When talking about leadership first of all the predecessor should self-critically think about his key individual risk and to transfer his knowledge really early to other executive personnel. In general companies are well-advised to
build a stable second level in order not to become a permanent bottleneck. Furthermore it should be assessed free of emotions how the demands on the company management will change in the future. In a given case one might come to realise that it is
better to install a foreign business management and to strengthen the internal management team instead of fielding one successor alone with one’s eyes open.
Closely related to the issue of reorientation of the leadership is the systematic successor development. For a long-term succession planning it is necessary to give thought to the question how the succession can be
organised at least 5 years in advance (better 10). Are the children qualified and motivated to succeed their parent? Not every young person is willing to bear the responsibility as executive partner. How can they prepare themselves for the new role
with regards to education and external work experience? When should they join the company? What should be done if there are no children or if the children are not interested in succeeding the parents? These are a lot of questions to which there are
no easy answers, yet to which answers must be found.
The accountable selection of a successor is especially demanding. First of all criteria for a successor have to be established in an iterative process – ideally with the support of an external facilitation. Which hard skills and executive
experience should he or she have? Is a generalist, a CFO or a sales professional required? Do the potential successors have enough enterprising spirit to bring the company to the fore and not only manage it? It is obvious that the successor generation
must be given the chance to grow into the new role and must also be allowed to make mistakes. What matters is the essential self-motivation and the enterprising “edge” of the successor.
Was the successor through a systematic selection process found, the transition management between predecessor and successor has to be detailed. Who manages the company when and how? Ideally the successor or the successors get the
opportunity to assume responsibility gradually as part of a binding introductory and collaboration model, after that they become part of the management and finally bear the sole responsibility from a certain day. A prerequisite is that the predecessor
supports the introductory training actively, retires step by step and gives the successor the opportunity to develop.
It can get difficult if children who are differently talented manage the company together or if the respective spouses intervene without being able to or wanting to bear responsibility. There is no general solution but tact is called for and – if requested
– active support of an adviser or coach with a good sense of business.
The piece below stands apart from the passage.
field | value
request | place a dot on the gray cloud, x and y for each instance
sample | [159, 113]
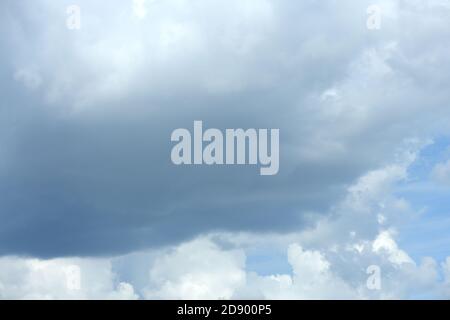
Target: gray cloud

Again and again successors have to assume duty without a sufficient settling-in period, especially if the predecessor drops out due to an accident, a precipitate illness or dementia. In this case the issue of consulting & coaching of successors becomes very important because the strategy often has to be challenged and re-sharpened and the successor needs to be supported on the strategic and operative management. The same applies if the successors feel overwhelmed by the numerous
duties and are prepared to accept help in order to grow into the “big shoes” of the predecessor. A personal coaching can support the expansion of one’s skills, the exploitation of one’s potential and the development of a leadership ability.